Die lange Geschichte der Seife

Eine Vorform der heute so selbstverständlichen Seife kannten die Menschen bereits vor etwa 4500 Jahren. Auf einer Tontafel der Sumerer, einer frühen Hochkultur auf dem Gebiet des heutigen Iraks, ist das erste Seifenrezept der Menschheit in Keilschrift verewigt.

Die Rezeptur beinhaltet bereits eine Anleitung zum "Kochen" von Seifen aus Pottasche und Ölen: Die alkalische Pottasche, die man aus verbrannten Pflanzen und Hölzern gewann, wurde mit den Ölen verkocht.

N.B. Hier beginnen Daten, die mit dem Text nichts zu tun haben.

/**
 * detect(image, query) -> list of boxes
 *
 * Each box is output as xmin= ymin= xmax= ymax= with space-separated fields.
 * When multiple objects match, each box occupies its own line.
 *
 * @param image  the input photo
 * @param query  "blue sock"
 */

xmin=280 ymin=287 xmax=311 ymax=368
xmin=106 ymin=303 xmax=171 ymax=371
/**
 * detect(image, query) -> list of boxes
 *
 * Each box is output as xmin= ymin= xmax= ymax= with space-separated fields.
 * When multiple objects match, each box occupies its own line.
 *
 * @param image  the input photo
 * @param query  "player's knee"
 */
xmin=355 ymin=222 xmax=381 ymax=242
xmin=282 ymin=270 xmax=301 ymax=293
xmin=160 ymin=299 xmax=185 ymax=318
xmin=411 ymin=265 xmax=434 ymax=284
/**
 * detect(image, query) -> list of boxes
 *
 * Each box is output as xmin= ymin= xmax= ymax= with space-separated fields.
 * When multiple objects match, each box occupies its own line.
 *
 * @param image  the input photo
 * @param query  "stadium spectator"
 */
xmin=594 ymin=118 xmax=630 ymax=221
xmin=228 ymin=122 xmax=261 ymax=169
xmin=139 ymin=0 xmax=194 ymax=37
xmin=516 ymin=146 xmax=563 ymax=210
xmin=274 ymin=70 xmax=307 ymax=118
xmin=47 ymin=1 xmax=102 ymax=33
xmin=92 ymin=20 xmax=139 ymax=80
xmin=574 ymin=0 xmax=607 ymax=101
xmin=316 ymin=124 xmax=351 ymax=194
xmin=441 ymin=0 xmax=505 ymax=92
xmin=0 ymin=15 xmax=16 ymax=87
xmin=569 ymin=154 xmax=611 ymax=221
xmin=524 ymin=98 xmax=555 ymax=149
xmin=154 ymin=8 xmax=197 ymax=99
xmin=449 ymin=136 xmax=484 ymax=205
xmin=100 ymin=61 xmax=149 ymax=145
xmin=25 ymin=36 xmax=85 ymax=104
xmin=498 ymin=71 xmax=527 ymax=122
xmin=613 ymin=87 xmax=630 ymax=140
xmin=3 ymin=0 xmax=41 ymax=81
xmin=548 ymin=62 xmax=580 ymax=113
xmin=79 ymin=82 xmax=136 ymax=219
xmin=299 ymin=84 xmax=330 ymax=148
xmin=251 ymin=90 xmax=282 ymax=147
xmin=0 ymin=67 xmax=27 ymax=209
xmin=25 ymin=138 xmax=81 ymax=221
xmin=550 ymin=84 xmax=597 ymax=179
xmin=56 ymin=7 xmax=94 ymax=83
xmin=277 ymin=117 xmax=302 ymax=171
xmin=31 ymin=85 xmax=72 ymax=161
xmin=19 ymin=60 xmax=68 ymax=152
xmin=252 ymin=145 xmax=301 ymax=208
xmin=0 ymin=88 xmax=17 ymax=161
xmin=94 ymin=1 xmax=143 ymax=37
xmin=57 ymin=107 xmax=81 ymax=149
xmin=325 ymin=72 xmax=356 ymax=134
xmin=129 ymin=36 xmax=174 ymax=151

Die Mischung setzte die Oberflächenspannung des Wassers herab, sodass die fettlösende Lauge den Schmutz gut angreifen konnte. An diesem Reinigungsprinzip hat sich im Laufe der Jahrtausende nichts geändert.

Tontafel mit Keilschrift-Buchstaben.

Auf eine ähnliche Tafel schrieben die Sumerer das erste Seifenrezept

Um die reinigende Kraft der Seife zu erhöhen, mischten die Ägypter um 600 vor Christus Pottasche mit Soda, einem Mineral, das in der Bodekruste oder bei der Verbrennung salzhaltiger Pflanzen entsteht. Dabei verwandte man das Produkt nicht nur gezielt zur Körperreinigung, sondern auch zum Wäschewaschen.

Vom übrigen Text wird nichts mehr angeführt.